Через несколько дней следует запись, свидетельствующая о том, что молодая девушка видит многое сквозь призму отцовского произведения: Софья Андреевна «рассказала, что Сережа
[352] в очень хорошем настроении, живет аккуратно и целомудренно. По этому поводу мама рассказывала, что Сережа ей говорил, что почти все его товарищи, а именно: Всеволожский, оба Олсуфьевы, Татаринов, Львов, Орлов и еще кто-то, – все совершенно чистой и целомудренной жизни. Это меня очень удивило и так обрадовало, что я целый день об этом думаю. Это должно быть так же естественно, как целомудренность девушек, но мы так не привыкли это слушать, что этому радуешься, как счастливому исключению.

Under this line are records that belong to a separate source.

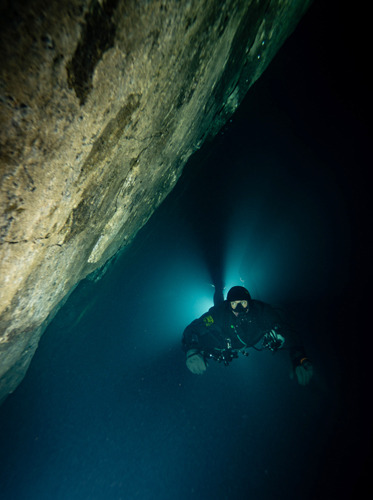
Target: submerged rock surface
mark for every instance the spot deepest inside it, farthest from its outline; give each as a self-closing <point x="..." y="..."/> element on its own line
<point x="101" y="105"/>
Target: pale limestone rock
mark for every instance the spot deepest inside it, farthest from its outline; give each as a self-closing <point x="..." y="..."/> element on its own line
<point x="101" y="105"/>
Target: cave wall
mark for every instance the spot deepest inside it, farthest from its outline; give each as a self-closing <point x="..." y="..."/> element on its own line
<point x="101" y="105"/>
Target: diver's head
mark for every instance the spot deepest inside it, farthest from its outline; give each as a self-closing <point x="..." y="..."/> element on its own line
<point x="239" y="298"/>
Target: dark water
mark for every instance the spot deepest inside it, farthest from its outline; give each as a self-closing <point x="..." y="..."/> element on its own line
<point x="108" y="409"/>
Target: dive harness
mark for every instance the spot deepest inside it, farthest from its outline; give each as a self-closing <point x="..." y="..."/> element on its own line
<point x="272" y="341"/>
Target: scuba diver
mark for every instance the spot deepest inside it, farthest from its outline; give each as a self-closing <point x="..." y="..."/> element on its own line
<point x="233" y="326"/>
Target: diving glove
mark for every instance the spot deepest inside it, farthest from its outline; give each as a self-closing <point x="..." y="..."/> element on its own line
<point x="195" y="362"/>
<point x="304" y="372"/>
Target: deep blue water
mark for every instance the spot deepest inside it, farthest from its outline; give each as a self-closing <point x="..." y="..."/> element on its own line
<point x="108" y="409"/>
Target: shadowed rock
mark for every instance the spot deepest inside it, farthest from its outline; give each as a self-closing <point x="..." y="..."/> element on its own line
<point x="101" y="105"/>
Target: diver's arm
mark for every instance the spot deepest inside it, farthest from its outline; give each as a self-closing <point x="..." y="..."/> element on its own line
<point x="302" y="366"/>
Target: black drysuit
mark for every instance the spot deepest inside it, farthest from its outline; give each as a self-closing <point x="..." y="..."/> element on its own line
<point x="220" y="335"/>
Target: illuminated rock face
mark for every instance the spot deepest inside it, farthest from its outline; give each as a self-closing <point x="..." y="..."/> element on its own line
<point x="102" y="103"/>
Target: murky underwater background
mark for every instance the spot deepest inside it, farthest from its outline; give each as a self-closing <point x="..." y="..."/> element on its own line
<point x="108" y="409"/>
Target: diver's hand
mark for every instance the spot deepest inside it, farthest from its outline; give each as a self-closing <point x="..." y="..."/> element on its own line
<point x="195" y="362"/>
<point x="304" y="372"/>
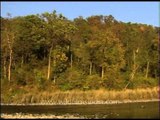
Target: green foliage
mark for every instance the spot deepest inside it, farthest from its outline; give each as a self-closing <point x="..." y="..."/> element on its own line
<point x="93" y="53"/>
<point x="92" y="82"/>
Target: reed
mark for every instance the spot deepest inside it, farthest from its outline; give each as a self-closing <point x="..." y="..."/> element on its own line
<point x="84" y="97"/>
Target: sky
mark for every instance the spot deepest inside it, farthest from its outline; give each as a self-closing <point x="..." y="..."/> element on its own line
<point x="135" y="12"/>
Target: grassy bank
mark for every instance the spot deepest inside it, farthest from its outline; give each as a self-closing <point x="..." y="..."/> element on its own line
<point x="38" y="116"/>
<point x="81" y="97"/>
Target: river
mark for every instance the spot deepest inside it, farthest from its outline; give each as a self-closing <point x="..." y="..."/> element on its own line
<point x="123" y="110"/>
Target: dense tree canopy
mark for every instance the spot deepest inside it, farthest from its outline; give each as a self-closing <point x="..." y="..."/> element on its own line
<point x="92" y="53"/>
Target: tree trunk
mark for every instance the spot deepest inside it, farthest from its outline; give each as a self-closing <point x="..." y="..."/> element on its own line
<point x="102" y="74"/>
<point x="49" y="63"/>
<point x="135" y="67"/>
<point x="71" y="60"/>
<point x="147" y="70"/>
<point x="9" y="66"/>
<point x="22" y="61"/>
<point x="90" y="68"/>
<point x="4" y="69"/>
<point x="54" y="65"/>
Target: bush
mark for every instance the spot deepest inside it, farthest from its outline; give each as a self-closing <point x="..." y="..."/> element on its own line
<point x="92" y="82"/>
<point x="71" y="79"/>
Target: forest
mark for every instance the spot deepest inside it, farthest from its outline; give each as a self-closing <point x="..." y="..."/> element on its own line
<point x="49" y="51"/>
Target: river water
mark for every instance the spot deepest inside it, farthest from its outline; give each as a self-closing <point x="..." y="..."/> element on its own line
<point x="123" y="110"/>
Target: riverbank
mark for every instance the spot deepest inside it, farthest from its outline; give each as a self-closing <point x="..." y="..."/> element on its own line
<point x="77" y="97"/>
<point x="89" y="103"/>
<point x="38" y="116"/>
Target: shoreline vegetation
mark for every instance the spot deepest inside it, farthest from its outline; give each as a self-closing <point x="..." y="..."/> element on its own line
<point x="23" y="116"/>
<point x="77" y="97"/>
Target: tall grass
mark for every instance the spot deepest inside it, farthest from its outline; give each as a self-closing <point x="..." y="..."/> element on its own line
<point x="91" y="96"/>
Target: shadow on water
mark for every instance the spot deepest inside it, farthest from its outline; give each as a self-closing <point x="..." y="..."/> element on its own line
<point x="125" y="110"/>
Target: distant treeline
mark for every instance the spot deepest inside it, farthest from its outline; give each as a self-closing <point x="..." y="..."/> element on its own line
<point x="48" y="50"/>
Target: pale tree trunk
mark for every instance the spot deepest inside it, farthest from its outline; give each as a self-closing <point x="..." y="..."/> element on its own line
<point x="10" y="64"/>
<point x="90" y="68"/>
<point x="22" y="61"/>
<point x="10" y="41"/>
<point x="4" y="69"/>
<point x="54" y="65"/>
<point x="49" y="63"/>
<point x="147" y="70"/>
<point x="102" y="73"/>
<point x="135" y="67"/>
<point x="71" y="60"/>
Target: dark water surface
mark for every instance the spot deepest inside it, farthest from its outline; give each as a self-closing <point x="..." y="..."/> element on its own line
<point x="125" y="110"/>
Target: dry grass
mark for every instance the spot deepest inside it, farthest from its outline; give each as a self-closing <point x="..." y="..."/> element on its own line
<point x="92" y="96"/>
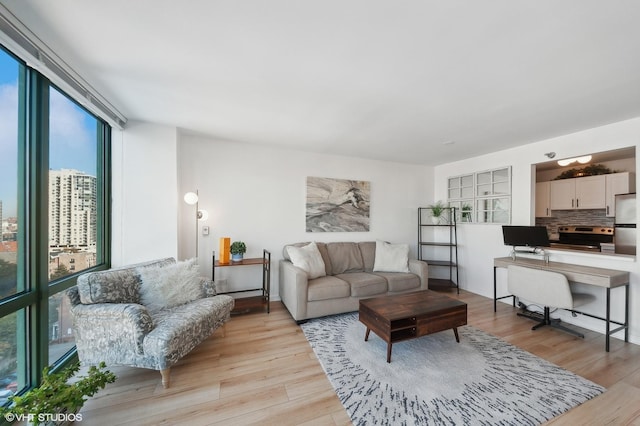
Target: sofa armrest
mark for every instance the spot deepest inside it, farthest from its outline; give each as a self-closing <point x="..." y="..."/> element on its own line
<point x="110" y="328"/>
<point x="294" y="283"/>
<point x="209" y="287"/>
<point x="421" y="269"/>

У нас последнее время много об этом говорят и читают, потому что с тех пор, как появилась „Крейцерова соната“, папа получает целые возы книг об этом вопросе. Сегодня почта принесла пропасть брошюр, которые я просмотрела и которые показались мне очень дельными, и журнал „The Alpha“
[353]. Все это из Вашингтона»
[354].
Софья Андреевна с дочерью Татьяной. 1897
Александра Толстая. 1898
Татьяна примеряла мысли отца к своей жизни: «Если бы случились совсем идеальные условия (на что мне совершенно нельзя надеяться), то я не прочь бы выйти замуж. У меня нет того желания остаться девушкой, какое было после „Крейцеровой сонаты“ (может быть, потому, что я ее давно не перечитывала)»
[355].
13 октября 1890 года запись в том же духе:
«Сегодня утром папа мне диктовал свою статью по поводу одной американской брошюры – „Диана“, в которой он говорит, что то влечение, которое существует между мужчиной и женщиной, совсем не должно удовлетворяться браком, а что оно совершенно удовлетворяется духовным общением
[356]. Я, конечно, во время того, как писала, переносила все сказанное на себя и поняла, почему, когда Ге рассказывал мамá, что Миша
[357] не хочет жениться, я почувствовала так мало огорчения и так много радости. Оба эти чувства были, но второе настолько сильнее первого, что оно его совсем заглушило. Было бы только между нами общение духовное, только мне и нужно. Вот терять это очень тяжело. А то, что он хочет не жениться, радует меня потому, что, может быть, ему от этого будет лучше и он будет лучше.